Efficient AAV Mediated Transgenesis in Alveolar Stem Cells and Associated Niches.

Targeted delivery of transgenes to tissue resident stem cells and related niches offers avenues for interrogating pathways and editing endogenous alleles for therapeutic interventions. Here, we survey multiple AAV serotypes, administered via intranasal and retroorbital routes in mice, to target lung alveolar stem cell niche. We find that AAV5, AAV4, and AAV8 efficiently and preferentially transduce alveolar type-2 stem cells (AT2s), endothelial cells and PDGFRA+ fibroblasts, respectively. Interestingly, some AAVs show different cell tropism depending on the route of administration. Proof of concept experiments reveal the versatility of AAV5-mediated transgenesis for AT2-lineage labeling, clonal cell tracing following cell ablation, and conditional gene inactivation, in both postnatal and adult mouse lungs in vivo.
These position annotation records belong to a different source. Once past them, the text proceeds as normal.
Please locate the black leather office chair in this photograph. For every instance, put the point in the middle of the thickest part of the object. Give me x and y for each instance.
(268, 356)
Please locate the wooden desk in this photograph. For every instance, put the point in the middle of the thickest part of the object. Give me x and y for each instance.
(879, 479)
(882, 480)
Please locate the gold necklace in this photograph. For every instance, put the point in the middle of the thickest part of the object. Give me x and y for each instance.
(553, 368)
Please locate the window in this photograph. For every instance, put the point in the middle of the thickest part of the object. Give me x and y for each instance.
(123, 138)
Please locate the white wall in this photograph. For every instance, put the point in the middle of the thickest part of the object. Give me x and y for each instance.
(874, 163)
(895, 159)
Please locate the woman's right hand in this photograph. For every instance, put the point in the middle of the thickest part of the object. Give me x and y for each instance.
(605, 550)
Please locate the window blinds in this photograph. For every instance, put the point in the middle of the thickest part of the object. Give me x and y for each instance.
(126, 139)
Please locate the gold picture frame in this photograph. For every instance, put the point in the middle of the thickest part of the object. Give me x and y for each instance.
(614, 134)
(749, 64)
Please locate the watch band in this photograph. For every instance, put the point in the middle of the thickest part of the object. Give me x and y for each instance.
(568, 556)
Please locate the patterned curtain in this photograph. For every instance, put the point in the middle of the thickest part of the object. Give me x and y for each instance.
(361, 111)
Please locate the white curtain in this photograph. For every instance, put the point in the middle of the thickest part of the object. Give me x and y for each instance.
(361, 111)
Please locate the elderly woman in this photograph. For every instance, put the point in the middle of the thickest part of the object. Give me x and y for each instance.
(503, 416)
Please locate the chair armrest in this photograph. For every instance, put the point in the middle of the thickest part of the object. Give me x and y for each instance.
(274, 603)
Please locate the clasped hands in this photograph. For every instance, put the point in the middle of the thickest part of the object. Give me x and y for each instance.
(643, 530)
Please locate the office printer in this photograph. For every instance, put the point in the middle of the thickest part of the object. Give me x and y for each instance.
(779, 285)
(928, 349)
AAV6, but not AAV5, efficiently transduces both mouse and human AT2s in alveolar organoids cultures. Furthermore, AAV5 and AAV6 can be used to deliver guide RNAs and transgene cassettes for homologous recombination in vivo and ex vivo, respectively. Using this system coupled with clonal derivation of AT2 organoids, we demonstrate efficient and simultaneous editing of multiple loci, including targeted insertion of a payload cassette in AT2s. Taken together, our studies highlight the powerful utility of AAVs for interrogating airway stem cells and other specific cell types both in vivo and ex vivo.